Foi mesmo à porta do prédio onde moro, aqui em Almada, que o encontrei. O homem, alto, corpulento, andrajoso, barba esquálida e longa cabeleira de um branco sujo, debruçava-se sobre o recipiente do lixo de onde retirava restos de comida que levava directamente à boca, com os dedos, longos, nodosos e encardidos. Sobejos das festas de Natal, por certo, dos moradores dos prédios vizinhos.

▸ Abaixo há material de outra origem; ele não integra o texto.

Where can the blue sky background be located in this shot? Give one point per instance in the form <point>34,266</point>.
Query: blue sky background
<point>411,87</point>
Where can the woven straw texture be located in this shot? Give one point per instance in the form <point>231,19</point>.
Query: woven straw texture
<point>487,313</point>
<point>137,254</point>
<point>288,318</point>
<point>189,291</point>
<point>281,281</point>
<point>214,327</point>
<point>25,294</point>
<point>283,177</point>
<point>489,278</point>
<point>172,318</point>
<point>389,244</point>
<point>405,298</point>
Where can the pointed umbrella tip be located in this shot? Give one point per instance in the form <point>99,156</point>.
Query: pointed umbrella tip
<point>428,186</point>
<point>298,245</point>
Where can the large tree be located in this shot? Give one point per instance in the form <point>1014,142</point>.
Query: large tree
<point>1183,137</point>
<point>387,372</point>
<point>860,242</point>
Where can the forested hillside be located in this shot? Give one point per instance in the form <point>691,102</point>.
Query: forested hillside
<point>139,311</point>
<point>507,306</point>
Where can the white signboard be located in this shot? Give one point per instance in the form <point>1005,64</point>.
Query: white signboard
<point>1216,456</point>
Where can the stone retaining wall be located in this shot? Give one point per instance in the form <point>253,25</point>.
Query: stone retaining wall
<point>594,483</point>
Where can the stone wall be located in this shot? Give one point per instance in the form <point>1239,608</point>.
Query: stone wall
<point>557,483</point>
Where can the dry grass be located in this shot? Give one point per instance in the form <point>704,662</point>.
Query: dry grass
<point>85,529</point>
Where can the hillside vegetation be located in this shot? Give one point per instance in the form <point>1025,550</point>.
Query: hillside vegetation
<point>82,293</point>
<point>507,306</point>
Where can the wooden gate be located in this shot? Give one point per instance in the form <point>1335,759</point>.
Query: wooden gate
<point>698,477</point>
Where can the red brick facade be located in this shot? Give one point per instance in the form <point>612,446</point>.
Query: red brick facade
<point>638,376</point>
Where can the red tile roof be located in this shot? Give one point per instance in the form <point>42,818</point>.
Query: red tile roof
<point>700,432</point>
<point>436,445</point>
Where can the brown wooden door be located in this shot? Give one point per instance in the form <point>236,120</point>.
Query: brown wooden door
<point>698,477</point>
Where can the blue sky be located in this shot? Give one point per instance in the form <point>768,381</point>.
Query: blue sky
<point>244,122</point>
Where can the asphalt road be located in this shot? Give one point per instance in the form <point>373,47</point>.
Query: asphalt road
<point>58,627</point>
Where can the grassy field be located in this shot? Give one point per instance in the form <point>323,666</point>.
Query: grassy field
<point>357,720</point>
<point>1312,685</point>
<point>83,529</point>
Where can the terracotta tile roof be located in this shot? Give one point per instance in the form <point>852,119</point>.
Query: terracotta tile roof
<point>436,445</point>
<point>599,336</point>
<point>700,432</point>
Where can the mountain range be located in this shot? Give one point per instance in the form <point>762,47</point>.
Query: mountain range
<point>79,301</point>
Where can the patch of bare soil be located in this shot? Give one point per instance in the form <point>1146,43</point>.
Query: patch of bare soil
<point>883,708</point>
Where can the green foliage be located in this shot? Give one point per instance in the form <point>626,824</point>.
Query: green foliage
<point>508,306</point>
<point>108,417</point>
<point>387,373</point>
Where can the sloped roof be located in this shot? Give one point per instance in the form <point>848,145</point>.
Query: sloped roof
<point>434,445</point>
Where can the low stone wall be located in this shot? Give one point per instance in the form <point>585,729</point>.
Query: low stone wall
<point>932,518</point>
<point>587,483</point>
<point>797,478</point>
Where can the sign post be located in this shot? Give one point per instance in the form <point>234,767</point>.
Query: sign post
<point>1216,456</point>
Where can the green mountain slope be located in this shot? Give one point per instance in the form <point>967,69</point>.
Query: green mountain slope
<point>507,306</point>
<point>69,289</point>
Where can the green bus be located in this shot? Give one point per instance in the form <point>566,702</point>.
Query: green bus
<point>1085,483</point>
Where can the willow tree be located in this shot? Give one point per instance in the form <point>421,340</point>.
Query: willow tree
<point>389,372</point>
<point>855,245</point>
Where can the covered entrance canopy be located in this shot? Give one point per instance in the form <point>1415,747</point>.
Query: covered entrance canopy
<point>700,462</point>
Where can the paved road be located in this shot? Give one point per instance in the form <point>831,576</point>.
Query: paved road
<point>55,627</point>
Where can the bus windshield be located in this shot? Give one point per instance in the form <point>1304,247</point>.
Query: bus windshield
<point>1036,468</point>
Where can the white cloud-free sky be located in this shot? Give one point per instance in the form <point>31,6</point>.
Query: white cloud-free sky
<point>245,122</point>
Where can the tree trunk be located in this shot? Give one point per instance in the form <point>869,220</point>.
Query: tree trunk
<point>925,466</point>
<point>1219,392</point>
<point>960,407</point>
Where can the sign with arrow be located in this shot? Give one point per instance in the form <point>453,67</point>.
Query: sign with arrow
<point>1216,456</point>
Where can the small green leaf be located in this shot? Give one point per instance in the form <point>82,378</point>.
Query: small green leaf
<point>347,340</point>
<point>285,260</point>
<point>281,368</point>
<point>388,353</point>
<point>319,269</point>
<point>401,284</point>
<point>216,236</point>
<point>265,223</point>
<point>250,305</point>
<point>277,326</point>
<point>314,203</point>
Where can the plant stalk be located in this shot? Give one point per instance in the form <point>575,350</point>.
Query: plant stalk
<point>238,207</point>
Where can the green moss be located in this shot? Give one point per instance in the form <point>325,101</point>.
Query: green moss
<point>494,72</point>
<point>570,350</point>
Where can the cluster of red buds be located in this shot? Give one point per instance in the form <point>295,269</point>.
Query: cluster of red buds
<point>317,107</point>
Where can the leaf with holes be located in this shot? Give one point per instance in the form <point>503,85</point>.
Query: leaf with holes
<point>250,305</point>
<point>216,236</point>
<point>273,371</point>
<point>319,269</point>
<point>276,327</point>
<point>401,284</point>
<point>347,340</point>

Aproximei-me para ali depositar o saquito de lixo que levava. O homem olhou-me com olhos coscorantes, enviesados, e rosnou-me como um cão a quem se aproximasse para lhe tirar o bocado que deglutia. Não foi a primeira vez que vi gente a comer do caixote do lixo, mas este homem provocou-me uma reacção estranha. Recuei algo assustado, com uma sensação de algo déjà vu inexplicável e eis que um rápido flashback da minha memória me fez recuar cerca de setenta anos, até aos remotos tempos da minha infância em que uma figura assim povoava de medos e tecia fantasias acerca de uma figura como esta. Era o Falmegas.

De entre as estranhas personagens com que tenho deparado ao longo da minha vida, uma das mais insidiosas, mais enigmática e que mais retenho na memória e na retina, é a de um vagabundo que de tempos a tempos surgia em Maçores – a minha aldeia natal – nos meus tempos de criança.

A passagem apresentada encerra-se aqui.